Elle se calcule en deux temps :
L’administration détermine d'abord la valeur locative cadastrale de votre local, c’est -à-dire le loyer théorique annuel que le bien pourrait générer selon ses caractéristiques.
Des calculs et abattements spécifiques peuvent alors s’appliquer, en fonction des dates d’entrée et construction, de la vétusté, de l’activité, de l’occupation, de la vacance, et bien d’autres paramètres : on obtient alors la base d’imposition.
Les territorialités appliquent ensuite à cette base corrigée des taux qui leur sont propres, et sont votés chaque année.
Les erreurs proviennent quasi systématiquement du calcul de la base d’imposition, obtenue à partir des paramètres suivants.
01_Surface pondérée
Surface globale réelle, pondérée par des coefficients en fonction des caractéristiques physiques et d’utilisation des surfaces (à titre principal ou secondaire, couvertes et non-couvertes)
02_Catégorie d’usage
Classement dans une des 38 catégories existantes en fonction de l’usage et des caractéristiques physiques du local : bureau, commerce, entrepôt, local industriel, activité artisanale...
03_Tarif de référence
Un tarif au m² applicable fixé par l’administration en fonction de la catégorie d’usage, mais aussi du secteur, c’est-à-dire de l’emplacement spécifique dans la commune.
Pour les locaux concernés, les notions plus techniques de lissage, planchonnement et neutralisation viennent également modifier la base d’imposition.

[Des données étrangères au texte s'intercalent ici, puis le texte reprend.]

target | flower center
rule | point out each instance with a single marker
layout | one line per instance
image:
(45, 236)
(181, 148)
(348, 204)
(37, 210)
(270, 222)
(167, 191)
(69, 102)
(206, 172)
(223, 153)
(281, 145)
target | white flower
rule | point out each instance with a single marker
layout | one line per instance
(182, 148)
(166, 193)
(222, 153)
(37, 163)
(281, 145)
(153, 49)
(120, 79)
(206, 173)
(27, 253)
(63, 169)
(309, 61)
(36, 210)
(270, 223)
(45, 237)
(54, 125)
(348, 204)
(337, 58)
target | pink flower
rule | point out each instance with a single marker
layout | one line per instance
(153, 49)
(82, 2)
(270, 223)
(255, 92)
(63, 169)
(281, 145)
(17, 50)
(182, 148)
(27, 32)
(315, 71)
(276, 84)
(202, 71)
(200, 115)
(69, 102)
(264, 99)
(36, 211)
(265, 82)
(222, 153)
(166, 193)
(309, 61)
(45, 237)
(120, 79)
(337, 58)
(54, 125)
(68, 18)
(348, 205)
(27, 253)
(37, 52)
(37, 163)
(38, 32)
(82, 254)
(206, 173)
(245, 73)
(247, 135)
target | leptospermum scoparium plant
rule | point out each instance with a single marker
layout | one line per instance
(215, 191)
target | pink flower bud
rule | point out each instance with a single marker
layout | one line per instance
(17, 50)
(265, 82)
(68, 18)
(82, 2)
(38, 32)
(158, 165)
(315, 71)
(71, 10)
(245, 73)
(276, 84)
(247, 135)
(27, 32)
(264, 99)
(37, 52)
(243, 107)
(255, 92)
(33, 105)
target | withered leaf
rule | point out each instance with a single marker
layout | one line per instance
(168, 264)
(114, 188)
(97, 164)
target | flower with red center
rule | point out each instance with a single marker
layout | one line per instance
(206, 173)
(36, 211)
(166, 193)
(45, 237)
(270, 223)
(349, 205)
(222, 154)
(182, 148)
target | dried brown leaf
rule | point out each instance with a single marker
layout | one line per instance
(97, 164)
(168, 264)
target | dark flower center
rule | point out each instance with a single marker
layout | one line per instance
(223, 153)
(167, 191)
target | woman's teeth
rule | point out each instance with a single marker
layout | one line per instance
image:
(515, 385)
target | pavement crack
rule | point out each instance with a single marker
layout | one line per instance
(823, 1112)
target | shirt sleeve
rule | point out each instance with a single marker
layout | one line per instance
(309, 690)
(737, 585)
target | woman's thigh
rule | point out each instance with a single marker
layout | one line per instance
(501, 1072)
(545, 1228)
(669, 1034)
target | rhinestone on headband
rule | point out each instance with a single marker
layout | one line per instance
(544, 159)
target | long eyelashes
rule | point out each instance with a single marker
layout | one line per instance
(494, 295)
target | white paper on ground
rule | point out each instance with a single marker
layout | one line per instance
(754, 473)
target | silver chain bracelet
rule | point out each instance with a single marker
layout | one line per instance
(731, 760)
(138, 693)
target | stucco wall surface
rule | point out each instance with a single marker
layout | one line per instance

Pour les locaux concernés, des abattements spécifiques peuvent réduire la base d’imposition : vétusté, vacance, activités particulières, etc.
Taxe foncière et CFE : pourquoi une erreur en génère souvent deux
La Cotisation Foncière des Entreprises (CFE) est calculée sur la même base que la taxe foncière : la valeur locative cadastrale. Toute correction obtenue sur la taxe foncière entraîne donc souvent, mécaniquement, une réduction équivalente de la CFE.
Mais comme il s’agit d’une déclaration différente, il arrive que la CFE soit exacte et pas la taxe foncière, ou l’inverse.
Concrètement,
si une contestation aboutit à un dégrèvement de 30% de votre valeur locative cadastrale, vous devriez récupérer 30 % de trop-payé sur la taxe foncière ET 30% sur la CFE, pour chaque année concernée, jusqu'à 5 ans.
L'enjeu financier d'un audit est donc souvent bien supérieur à ce que les propriétaires anticipent.
Les anomalies qui reviennent le plus souvent
En analysant des centaines de dossiers partout en France, nous avons identifié les erreurs fréquentes.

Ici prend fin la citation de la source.